I always wonder if the life of the mind is under attack by the onslaught of media and the technology which delivers it. You see so many kids (and their parents) so focussed on keeping busy. But I always figure that the mind will eventually reclaim it's own (Word) as the busy generation starts to burn out and reflect a bit. Then again, maybe I'm still just a romantic -- from the Times:
Barry Loewer, the [Rutgers philosophy] department chairman, said that Rutgers started building its philosophy program in the late 1980s, when the field was branching into new research areas like cognitive science and becoming more interdisciplinary. He said that many students have double-majored in philosophy and, say, psychology or economics, in recent years, and go on to become doctors, lawyers, writers, investment bankers and even commodities traders.

As the approach has changed, philosophy has attracted students with little interest in contemplating the classical texts, or what is known as armchair philosophy. Some, like Ms.

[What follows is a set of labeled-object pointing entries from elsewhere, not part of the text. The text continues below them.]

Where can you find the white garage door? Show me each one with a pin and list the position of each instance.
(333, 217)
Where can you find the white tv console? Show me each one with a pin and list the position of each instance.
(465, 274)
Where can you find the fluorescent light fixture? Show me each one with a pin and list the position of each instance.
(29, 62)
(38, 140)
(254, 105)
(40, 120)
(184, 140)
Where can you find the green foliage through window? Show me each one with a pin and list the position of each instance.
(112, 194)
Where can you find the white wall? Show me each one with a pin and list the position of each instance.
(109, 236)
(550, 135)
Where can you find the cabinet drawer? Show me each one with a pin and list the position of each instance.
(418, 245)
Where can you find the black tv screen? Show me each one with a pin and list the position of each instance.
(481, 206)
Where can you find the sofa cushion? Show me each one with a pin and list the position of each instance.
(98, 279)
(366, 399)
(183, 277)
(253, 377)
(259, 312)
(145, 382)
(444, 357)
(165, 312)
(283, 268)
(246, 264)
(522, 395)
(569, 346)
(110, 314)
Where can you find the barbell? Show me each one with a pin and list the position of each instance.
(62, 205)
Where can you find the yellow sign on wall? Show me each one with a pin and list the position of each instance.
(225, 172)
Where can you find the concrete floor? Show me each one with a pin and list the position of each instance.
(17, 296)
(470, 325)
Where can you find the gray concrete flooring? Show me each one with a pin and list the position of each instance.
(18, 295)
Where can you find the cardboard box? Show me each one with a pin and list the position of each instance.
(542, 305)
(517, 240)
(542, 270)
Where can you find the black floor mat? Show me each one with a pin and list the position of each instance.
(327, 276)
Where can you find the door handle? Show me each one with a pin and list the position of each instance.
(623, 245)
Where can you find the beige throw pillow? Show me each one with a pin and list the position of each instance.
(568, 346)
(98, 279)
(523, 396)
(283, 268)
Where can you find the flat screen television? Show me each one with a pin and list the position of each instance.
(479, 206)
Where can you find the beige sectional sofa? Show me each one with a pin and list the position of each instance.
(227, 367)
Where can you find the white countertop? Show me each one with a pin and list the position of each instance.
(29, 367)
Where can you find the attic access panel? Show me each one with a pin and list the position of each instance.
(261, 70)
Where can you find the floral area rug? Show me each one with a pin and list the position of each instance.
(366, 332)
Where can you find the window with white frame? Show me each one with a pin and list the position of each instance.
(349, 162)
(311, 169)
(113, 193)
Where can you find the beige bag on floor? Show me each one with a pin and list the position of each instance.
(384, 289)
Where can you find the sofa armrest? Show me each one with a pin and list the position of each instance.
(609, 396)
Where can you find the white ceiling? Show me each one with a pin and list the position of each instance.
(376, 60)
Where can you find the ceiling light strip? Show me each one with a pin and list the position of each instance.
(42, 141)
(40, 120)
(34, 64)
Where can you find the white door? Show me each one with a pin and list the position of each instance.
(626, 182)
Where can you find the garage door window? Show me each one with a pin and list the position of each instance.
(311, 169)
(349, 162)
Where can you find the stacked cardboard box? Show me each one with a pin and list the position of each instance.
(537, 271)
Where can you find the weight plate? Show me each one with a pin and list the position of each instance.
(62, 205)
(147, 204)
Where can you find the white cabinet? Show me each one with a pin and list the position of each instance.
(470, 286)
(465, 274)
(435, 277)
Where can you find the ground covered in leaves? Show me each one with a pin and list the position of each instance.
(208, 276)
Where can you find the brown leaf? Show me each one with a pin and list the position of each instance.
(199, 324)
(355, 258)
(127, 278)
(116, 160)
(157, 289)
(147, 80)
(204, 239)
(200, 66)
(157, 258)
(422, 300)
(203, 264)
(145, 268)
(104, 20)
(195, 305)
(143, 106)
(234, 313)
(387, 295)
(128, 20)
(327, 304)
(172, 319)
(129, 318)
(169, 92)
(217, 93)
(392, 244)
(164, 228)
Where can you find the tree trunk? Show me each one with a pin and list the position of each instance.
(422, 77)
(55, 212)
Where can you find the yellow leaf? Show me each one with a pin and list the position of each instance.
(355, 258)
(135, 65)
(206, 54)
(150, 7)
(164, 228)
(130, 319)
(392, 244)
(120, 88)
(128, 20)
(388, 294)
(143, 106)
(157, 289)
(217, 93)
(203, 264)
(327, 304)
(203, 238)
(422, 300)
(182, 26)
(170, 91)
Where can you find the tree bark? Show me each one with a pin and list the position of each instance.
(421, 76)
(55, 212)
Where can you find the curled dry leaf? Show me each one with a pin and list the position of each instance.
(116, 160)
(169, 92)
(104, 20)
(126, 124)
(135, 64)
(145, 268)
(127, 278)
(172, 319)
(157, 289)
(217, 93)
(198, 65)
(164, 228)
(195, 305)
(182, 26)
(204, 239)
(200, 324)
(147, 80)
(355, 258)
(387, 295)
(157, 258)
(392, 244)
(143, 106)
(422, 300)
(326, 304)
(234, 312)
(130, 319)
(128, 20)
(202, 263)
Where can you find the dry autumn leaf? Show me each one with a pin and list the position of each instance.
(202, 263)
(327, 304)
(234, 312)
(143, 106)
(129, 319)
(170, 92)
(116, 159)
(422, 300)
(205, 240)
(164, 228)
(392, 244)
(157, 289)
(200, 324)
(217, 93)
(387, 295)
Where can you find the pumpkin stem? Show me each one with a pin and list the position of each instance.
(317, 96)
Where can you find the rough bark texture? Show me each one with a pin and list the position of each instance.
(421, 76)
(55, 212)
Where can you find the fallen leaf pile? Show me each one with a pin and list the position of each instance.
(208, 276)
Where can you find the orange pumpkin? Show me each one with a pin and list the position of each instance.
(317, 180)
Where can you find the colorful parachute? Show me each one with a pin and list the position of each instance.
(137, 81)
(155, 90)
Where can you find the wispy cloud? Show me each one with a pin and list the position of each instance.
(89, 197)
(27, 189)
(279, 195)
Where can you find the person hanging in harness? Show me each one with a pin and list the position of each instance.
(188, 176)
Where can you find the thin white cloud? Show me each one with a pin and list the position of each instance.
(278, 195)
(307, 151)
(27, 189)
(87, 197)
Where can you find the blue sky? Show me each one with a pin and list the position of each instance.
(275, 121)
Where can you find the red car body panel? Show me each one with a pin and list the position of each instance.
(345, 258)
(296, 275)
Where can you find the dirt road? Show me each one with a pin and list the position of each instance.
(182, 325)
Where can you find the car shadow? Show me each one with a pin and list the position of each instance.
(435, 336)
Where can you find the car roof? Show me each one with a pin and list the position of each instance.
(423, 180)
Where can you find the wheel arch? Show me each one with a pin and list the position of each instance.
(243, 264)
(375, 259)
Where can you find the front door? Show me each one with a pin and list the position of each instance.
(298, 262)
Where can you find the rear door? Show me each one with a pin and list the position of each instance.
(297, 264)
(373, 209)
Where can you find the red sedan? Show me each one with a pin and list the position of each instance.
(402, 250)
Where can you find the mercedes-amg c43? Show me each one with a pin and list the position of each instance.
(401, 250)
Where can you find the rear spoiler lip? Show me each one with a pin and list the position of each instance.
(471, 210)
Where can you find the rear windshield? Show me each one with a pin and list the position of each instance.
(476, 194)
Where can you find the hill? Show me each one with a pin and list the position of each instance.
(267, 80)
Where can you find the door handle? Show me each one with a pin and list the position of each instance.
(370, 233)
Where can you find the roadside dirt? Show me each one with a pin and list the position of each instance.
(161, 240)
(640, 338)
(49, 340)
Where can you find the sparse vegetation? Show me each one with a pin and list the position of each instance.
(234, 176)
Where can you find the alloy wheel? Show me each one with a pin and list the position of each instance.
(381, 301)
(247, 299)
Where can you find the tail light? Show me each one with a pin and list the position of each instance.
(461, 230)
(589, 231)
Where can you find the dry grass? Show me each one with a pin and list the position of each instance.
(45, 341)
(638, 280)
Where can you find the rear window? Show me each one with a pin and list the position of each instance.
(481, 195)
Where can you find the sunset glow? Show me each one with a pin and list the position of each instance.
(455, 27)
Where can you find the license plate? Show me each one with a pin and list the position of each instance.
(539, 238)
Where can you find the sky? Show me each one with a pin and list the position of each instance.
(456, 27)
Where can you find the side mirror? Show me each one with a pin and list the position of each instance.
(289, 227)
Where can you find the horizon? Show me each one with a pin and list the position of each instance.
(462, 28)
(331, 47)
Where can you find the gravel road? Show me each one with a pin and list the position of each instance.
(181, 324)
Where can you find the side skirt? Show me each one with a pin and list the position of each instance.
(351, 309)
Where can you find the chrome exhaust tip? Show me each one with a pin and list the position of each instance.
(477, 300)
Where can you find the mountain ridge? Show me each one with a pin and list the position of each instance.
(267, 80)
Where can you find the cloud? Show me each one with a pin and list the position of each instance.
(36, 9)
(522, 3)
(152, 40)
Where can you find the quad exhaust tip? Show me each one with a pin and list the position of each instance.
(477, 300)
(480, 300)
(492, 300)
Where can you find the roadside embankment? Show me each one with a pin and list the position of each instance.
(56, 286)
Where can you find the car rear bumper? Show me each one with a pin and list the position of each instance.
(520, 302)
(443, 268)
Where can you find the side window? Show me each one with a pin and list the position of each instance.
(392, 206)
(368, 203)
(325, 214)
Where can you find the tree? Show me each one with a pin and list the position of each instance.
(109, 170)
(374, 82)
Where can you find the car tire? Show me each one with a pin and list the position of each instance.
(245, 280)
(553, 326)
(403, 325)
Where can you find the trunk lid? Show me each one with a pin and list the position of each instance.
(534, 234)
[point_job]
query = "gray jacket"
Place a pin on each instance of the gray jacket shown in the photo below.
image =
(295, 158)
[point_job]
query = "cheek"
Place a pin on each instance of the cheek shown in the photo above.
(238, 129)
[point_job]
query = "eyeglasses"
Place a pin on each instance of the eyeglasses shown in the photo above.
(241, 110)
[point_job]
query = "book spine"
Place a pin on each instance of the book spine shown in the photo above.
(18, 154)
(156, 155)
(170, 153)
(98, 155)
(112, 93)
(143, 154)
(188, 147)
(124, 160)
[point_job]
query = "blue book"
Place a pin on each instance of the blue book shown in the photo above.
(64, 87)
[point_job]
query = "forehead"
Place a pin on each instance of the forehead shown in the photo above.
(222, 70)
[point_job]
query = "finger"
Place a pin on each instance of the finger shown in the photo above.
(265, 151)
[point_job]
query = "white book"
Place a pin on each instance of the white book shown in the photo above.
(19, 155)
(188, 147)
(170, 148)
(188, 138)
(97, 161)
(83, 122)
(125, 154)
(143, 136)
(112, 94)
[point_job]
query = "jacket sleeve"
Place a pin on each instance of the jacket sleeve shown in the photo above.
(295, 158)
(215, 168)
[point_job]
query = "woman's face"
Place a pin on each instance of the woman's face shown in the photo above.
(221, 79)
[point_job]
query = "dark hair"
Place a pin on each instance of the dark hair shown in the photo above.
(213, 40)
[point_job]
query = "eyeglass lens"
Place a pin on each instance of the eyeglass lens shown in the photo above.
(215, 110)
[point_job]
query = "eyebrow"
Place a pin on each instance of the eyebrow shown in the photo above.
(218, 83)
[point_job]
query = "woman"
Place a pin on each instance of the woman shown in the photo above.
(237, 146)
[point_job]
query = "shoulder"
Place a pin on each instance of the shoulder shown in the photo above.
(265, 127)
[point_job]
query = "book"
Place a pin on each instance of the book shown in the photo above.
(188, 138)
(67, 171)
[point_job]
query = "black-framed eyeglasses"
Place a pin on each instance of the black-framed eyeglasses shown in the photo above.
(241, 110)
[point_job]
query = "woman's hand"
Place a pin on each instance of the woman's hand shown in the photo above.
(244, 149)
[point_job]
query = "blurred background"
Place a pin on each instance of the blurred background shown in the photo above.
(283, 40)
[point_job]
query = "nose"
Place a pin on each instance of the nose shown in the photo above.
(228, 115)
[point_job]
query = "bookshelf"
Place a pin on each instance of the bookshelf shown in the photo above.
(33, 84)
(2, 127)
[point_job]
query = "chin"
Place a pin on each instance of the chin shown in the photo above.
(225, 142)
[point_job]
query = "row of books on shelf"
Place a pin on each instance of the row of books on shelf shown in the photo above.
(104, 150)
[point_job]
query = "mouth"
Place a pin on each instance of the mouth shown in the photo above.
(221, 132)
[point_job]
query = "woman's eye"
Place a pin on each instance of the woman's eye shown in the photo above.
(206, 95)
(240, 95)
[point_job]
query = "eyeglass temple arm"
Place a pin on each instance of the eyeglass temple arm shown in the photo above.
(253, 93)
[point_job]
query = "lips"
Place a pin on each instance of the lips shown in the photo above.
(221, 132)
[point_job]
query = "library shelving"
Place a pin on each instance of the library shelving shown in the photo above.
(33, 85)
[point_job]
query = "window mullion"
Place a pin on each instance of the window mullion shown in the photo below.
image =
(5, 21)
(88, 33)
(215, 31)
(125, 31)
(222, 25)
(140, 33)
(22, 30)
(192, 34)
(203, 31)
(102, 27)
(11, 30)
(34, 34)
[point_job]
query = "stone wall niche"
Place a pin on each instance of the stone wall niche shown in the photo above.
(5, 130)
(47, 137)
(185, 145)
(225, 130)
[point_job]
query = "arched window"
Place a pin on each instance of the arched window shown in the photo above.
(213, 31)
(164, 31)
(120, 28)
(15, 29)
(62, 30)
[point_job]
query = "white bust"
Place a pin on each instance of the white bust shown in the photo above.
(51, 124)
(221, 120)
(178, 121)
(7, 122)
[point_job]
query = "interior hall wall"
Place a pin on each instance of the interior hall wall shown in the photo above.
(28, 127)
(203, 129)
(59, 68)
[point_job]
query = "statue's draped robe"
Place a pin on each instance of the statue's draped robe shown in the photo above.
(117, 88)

Onejeme, the pre-med-student-turned-philosopher, who is double majoring in political science, see it as a pre-law track because it emphasizes the verbal and logic skills prized by law schools — something the Rutgers department encourages by pointing out that their majors score high on the LSAT.

Other students said that studying philosophy, with its emphasis on the big questions and alternative points of view, provided good training for looking at larger societal questions, like globalization and technology.
OK, philosophy as a means rather than an end. At least it's a start.